The shelter became something akin to a small city; people were jammed in shoulder to shoulder, attempting to live whatever lives they could under such horrid circumstances. George witnessed transactions for drugs and sex, theft, and acts far more foul. He felt helpless, as though all hope for the human race were lost.

That was when George began to pray.

It wasn’t hard to surmise that it was like this the entire world over. The virus had first hit overseas, in several different areas of the globe, seemingly overnight. No one could figure out where it had started. It then hit North America with cases reported in Toronto, Canada and Monterrey, Mexico. Before the borders could be sealed, there were cases reported in Baltimore and Denver. The National Guard moved in quickly, imposing rules and taking over from the civil authorities. The Army was next: men and women returning from war zones in Iraq and Afghanistan, and from U.S. military bases all over the world. The president recalled all troops to the homeland in one fell swoop. But by then, the country was already in the grasping fist of the plague. Martial law or its equivalent had been enacted in every corner of the globe, but there was nothing but complete and utter anarchy to show for it.

Those days in the shelter were not the fondest of memories, but as George remained stuck inside the church in which he and Jason were hiding out, his mind kept reliving everything that had led up to his arrival there.
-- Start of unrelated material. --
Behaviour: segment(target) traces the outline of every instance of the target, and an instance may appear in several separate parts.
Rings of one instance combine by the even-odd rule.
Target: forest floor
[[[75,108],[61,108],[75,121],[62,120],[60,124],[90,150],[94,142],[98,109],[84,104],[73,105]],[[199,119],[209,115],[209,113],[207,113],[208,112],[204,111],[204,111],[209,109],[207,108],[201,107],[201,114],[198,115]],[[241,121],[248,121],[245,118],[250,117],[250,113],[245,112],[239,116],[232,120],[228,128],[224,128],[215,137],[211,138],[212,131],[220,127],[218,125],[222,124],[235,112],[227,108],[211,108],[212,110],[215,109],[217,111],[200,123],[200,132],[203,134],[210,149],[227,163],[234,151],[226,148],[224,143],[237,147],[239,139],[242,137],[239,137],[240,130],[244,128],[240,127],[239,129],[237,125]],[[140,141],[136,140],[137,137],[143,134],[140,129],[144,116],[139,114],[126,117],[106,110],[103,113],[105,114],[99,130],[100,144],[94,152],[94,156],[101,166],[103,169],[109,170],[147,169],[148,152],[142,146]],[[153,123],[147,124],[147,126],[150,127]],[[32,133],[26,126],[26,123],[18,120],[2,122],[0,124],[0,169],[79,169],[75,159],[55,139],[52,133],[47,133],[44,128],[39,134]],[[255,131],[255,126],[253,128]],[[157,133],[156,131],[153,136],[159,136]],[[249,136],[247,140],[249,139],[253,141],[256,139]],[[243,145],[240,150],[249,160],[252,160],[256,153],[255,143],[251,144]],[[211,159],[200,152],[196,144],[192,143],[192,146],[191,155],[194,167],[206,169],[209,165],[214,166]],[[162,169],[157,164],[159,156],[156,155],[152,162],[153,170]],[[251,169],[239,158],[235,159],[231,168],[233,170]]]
The saddest part of it all was that it could have been avoided. He had been staying at a local hotel and knew he should have left the moment he realized that the plague that had been sweeping the globe had arrived in his little corner of Ohio. Even later, when the hotel manager had come knocking at his door, telling him he had five minutes to pack his belongings and get out in front of the hotel where a squad of National Guard soldiers were waiting, he should have run.

Wildwood, where George lived, was less than an hour away. Even the traffic clogging the highways wouldn’t have been an issue. He knew plenty of back roads. Sure, it would have been dangerous, but he would have been with his family now, rather than stuck here in this dusty old church.

***

George opened the door to the stairwell, being careful not to let it slam behind him. He began the short climb that would take him to the second floor.

***

George remembered when Jennifer and Al came to the shelter. Befriending the newlyweds had been the only good thing that had happened to him since he had gotten there. They had moved to Ohio only weeks before and knew no one in the city except for a few new coworkers of Al’s.